SWR – linientreu!

An den SWR                                                                                                                      Betr. Kommentar Ihrer Mitarbeiterin Christine B. zur Karlsruher Anhörung                           in Sachen  BETREUUNGSGELD                                                                                        ARD – Tagesthemen, 14. 04. 2015 um 22.15 Uhr

 

Sehr geehrte Damen und Herren!

Der Kommentar Ihrer o.g.
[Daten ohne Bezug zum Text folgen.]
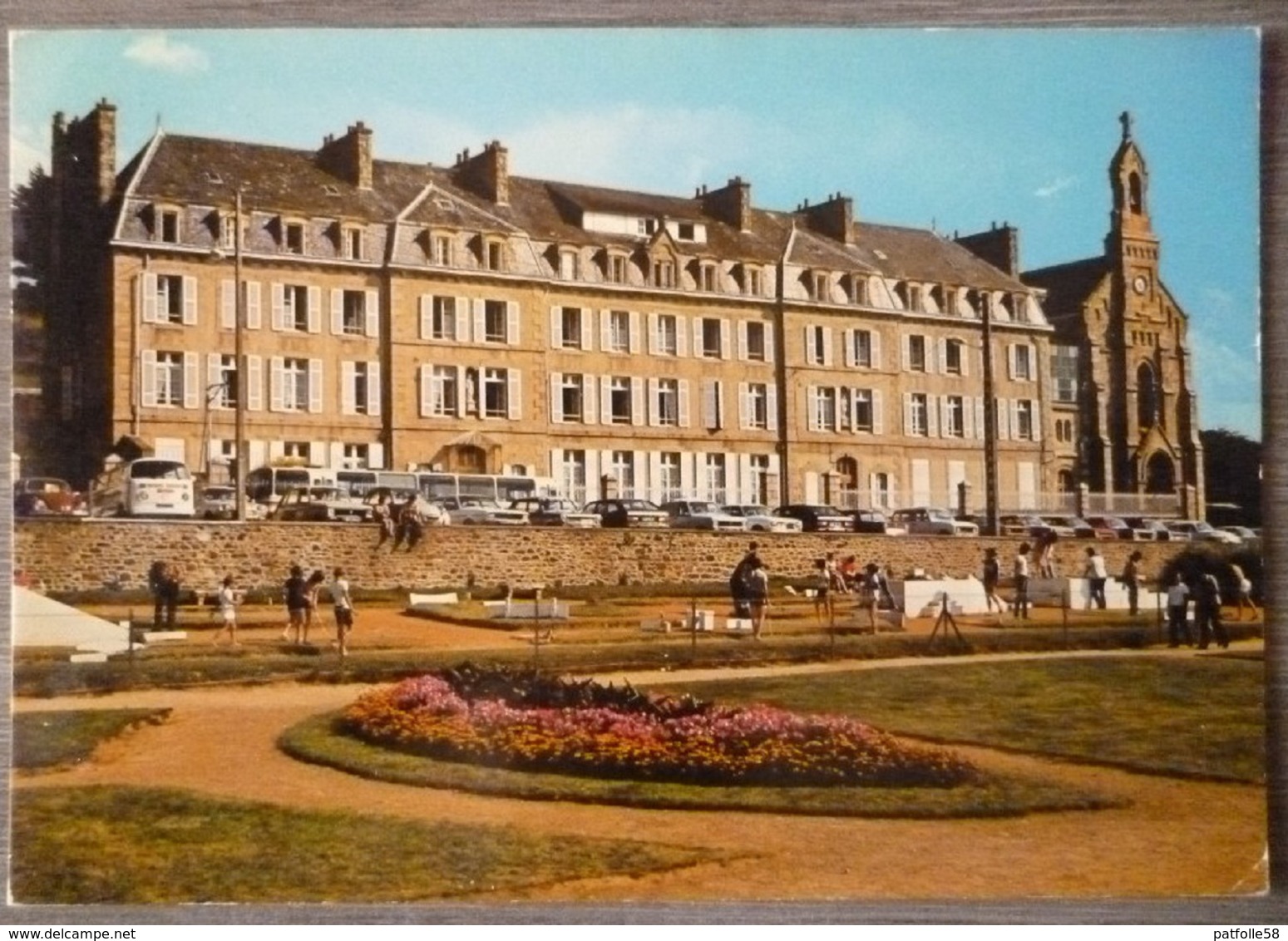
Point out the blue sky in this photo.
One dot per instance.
(954, 129)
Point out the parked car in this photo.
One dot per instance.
(1118, 528)
(701, 514)
(759, 519)
(931, 520)
(1199, 530)
(476, 511)
(47, 497)
(1147, 528)
(628, 513)
(554, 511)
(872, 521)
(817, 518)
(1077, 527)
(319, 505)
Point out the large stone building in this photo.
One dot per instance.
(462, 318)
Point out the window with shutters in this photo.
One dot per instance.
(713, 345)
(442, 318)
(295, 385)
(919, 413)
(757, 345)
(954, 354)
(295, 308)
(668, 406)
(619, 331)
(169, 379)
(496, 393)
(443, 392)
(917, 353)
(619, 399)
(570, 397)
(495, 322)
(955, 417)
(570, 319)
Mitarbeiterin hinterlässt in mir noch heute einen eisigen Schauder. So uninformiert, kaltherzig und ideologisch kam selten ein Kommentar auf meinen Bildschirm. Ich hätte mir gewünscht, dass diese Dame auf Plattitüden verzichten würde, die längst widerlegt sind, selbst von ernsthaften Journalisten elitärer Medien.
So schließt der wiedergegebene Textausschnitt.